在验证和测试的时候，每次输入的数据是单个数据，一般情况下无法进行拆分，因此，单gpu运算。如果增加服务器来处理大量的访问请求，要调用tensorflow serving，多个gpu不熟相同的graph，由tensorflow serving来控制请求的队列。

GPU选择

在运行tensorflow gpu时候，如果机器上存在多块显卡，并且没有在代码中进行多gpu设置，最好只用一块gpu，在运行程序的时候，可以使用如下命令

1	CUDA_VISIBLE_DEVICES=0 python **.py

如此，之后使用第一块gpu进行计算。

当然也有其他的设置方法，可以在程序中设置TensorFlow的device环境。

TensorRT

install

https://zhuanlan.zhihu.com/p/88318324

https://tbr8.org/how-to-install-tensorrt-on-centos/

TfRecord

TensorFlow推荐使用tfrecord的数据格式。

read

write

将tfrecord中的数据读出，只读取一个epoch，也就是不进行重复读取，该代码不是为了进行模型训练，只是单纯的读取tfrecord中的数据并保存本地


def tf2image(swd,data_path):
 		"""
 		swd: 读取的样本要保存的路径
 		data_path: tfrecord的路径 'xxx/xxx/*.tfrecord'格式
 		"""
    # get tfrecords
    data_files = tf.gfile.Glob(data_path)
    print('data_files',data_files)
    
    with tf.Session() as sess:
      	# generator
        filename_queue = tf.train.string_input_producer(data_files,shuffle=False,num_epochs=1) 
        # get sample from tfrecod
        reader = tf.TFRecordReader()
        _, serialized_example = reader.read(filename_queue)   
        features = tf.parse_single_example(serialized_example,
                                        features={
                                            'image_data': tf.FixedLenFeature([], dtype=tf.string)})  
        image = tf.image.decode_jpeg(features['image_data'], channels=3)
        image = tf.image.convert_image_dtype(image, tf.uint8)

        count=0
        sess.run(tf.initialize_local_variables())
        sess.run(tf.initialize_all_variables())
        # create queue
        coord=tf.train.Coordinator()
        # start queue
        threads = tf.train.start_queue_runners(coord=coord)
        
        try:
          
            while not coord.should_stop():
                single= sess.run(image)
                img=Image.fromarray(single, 'RGB')
                img.save(swd +'/'+ str(count) + '.jpg')
                count += 1
                if count % 100 == 0:
                    print ('Alreay run %d images' % count)
        except tf.errors.OutOfRangeError:
          	# if the queue is empty, break 
            print('Done running')
        finally:
            coord.request_stop()
            coord.join(threads)

Fintune

微调模型，一般指我们使用一些成型框架如VGG,GOOGLENET等，并在这个网络的基础上添加不同的网络训练层，以适应我们自己的任务。

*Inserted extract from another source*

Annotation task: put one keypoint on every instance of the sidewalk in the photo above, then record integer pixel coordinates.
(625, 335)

对于vgg等网络，一般是基于Imagenet预训练好的，因此我们没必要再重新从头训练，但是对于IMagenet是1000类，但是我们自己的任务很可能不是在这个数据集上进行的，为了快速训练模型，我们选用模型微调的方法。

加载一个预训练的模型，固定加载的这个模型的部分权重，只更新部分网络权重。

参考博客：https://blog.csdn.net/ying86615791/article/details/76215363

代码来源：tensorflow yolo3

# 训练数据集
trainset = dataset(parser, train_tfrecord, BATCH_SIZE, shuffle=SHUFFLE_SIZE)
testset = dataset(parser, test_tfrecord, BATCH_SIZE, shuffle=None)

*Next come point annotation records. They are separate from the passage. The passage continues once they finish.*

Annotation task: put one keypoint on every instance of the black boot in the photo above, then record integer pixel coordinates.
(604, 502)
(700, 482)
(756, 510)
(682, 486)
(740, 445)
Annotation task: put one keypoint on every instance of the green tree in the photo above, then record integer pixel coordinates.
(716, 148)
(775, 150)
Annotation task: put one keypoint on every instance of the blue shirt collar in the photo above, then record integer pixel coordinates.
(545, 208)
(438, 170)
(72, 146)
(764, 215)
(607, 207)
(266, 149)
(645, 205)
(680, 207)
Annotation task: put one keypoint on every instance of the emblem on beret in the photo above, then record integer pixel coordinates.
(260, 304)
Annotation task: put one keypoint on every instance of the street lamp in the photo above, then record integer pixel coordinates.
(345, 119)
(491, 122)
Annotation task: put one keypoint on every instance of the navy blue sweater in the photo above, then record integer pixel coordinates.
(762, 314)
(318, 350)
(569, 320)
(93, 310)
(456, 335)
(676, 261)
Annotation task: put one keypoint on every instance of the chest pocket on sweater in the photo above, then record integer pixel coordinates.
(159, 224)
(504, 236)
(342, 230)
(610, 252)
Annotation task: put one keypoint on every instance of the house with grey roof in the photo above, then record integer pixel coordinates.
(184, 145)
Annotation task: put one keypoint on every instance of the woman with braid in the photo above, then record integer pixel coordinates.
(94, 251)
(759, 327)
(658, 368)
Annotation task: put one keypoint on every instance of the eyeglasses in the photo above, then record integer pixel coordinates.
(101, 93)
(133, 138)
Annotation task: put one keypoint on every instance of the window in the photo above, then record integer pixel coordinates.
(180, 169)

is_training = tf.placeholder(tf.bool)
example = tf.cond(is_training, lambda: trainset.get_next(), lambda: testset.get_next())

images = example[0]
y_true = example[1:]
# 整个模型结构
model = yolov3.yolov3(NUM_CLASSES, ANCHORS)
with tf.variable_scope('yolov3'):
    # pred_feature_map contains three detection feature maps
    pred_feature_map = model.forward(images, is_training=is_training)
    loss = model.compute_loss(pred_feature_map, y_true)
    y_pred = model.predict(pred_feature_map)
# 此时graph中保存着整个网络的全部节点  
graph = tf.get_default_graph()

tf.summary.scalar("loss/coord_loss",   loss[1])
tf.summary.scalar("loss/sizes_loss",   loss[2])
tf.summary.scalar("loss/confs_loss",   loss[3])
tf.summary.scalar("loss/class_loss",   loss[4])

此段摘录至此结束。